Human Scavenger Receptor A1-Mediated Inflammatory Response to Silica Particle Exposure Is Size Specific

The application of nanotechnology in the healthcare setting has many potential benefits; however, our understanding of the interactions between nanoparticles and our immune system remains incomplete. Although many of the biological effects of nanoparticles are negatively correlated with particle size, some are clearly size-specific and the mechanisms underlying these size-specific biological effects remain unknown.
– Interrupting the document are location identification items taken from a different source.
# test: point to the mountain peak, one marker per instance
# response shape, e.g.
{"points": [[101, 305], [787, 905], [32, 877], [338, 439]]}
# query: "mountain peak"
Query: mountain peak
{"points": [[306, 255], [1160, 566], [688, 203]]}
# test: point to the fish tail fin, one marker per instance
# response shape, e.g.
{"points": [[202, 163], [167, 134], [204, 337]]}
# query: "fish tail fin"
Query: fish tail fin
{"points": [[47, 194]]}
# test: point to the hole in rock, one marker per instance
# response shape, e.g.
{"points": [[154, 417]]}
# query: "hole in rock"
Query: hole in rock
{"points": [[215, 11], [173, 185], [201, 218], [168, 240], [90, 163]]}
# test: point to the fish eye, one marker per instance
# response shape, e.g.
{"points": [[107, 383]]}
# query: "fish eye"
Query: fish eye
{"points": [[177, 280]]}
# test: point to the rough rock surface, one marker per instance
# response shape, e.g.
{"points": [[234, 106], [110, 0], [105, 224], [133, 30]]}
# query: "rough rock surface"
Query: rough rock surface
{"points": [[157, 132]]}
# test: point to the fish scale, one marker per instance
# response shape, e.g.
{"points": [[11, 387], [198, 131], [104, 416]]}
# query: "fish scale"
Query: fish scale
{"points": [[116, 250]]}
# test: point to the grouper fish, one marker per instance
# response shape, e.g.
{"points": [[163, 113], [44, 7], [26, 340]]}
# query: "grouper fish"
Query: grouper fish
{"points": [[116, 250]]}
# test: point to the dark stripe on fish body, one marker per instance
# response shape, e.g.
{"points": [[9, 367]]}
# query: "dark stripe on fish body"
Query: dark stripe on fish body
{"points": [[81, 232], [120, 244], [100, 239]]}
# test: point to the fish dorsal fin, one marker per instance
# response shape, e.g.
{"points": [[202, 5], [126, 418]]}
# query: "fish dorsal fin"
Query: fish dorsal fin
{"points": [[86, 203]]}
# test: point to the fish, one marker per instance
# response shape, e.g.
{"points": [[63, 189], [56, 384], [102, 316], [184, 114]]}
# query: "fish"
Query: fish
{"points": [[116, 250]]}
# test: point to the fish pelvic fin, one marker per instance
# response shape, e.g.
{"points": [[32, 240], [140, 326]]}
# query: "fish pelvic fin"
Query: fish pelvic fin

Here, we examined the pro-inflammatory effects of silica particles in THP-1 cells with respect to particle size; a large overall size range with narrow intervals between particle diameters (particle diameter: 10, 30, 50, 70, 100, 300, and 1000 nm) was used. Secretion of the pro-inflammatory cytokines interleukin (IL)-1beta and tumor necrosis factor (TNF)-alpha induced by exposure to the silica particles had a bell-shaped distribution where the maximal secretion was induced by silica nanoparticles with a diameter of 50 nm and particles with smaller or larger diameters had progressively less effect. We found that blockade of IL-1beta secretion markedly inhibited TNF-alpha secretion, suggesting that IL-1beta is upstream of TNF-alpha in the inflammatory cascade induced by exposure to silica particles, and that the induction of IL-1beta secretion was dependent on both the NLRP3 inflammasome and on uptake of the silica particles into the cells via endocytosis. However, a quantitative analysis of silica particle uptake showed that IL-1beta secretion was not correlated with the amount of silica particles taken up by the cells. Further investigation revealed that the induction of IL-1beta secretion and uptake of silica nanoparticles with diameters of 50 or 100 nm, but not of 10 or 1000 nm, was dependent on scavenger receptor A1. In addition, of the silica particles examined, only those with a diameter of 50 nm induced strong IL-1beta secretion via activation of Mer receptor tyrosine kinase, a signal mediator of scavenger receptor A1. Together, our results suggest that the scavenger receptor A1-mediated pro-inflammatory response is dependent on ligand size and that both scavenger receptor A1-mediated endocytosis and receptor-mediated signaling are required to produce the maximal pro-inflammatory response to exposure to silica particles.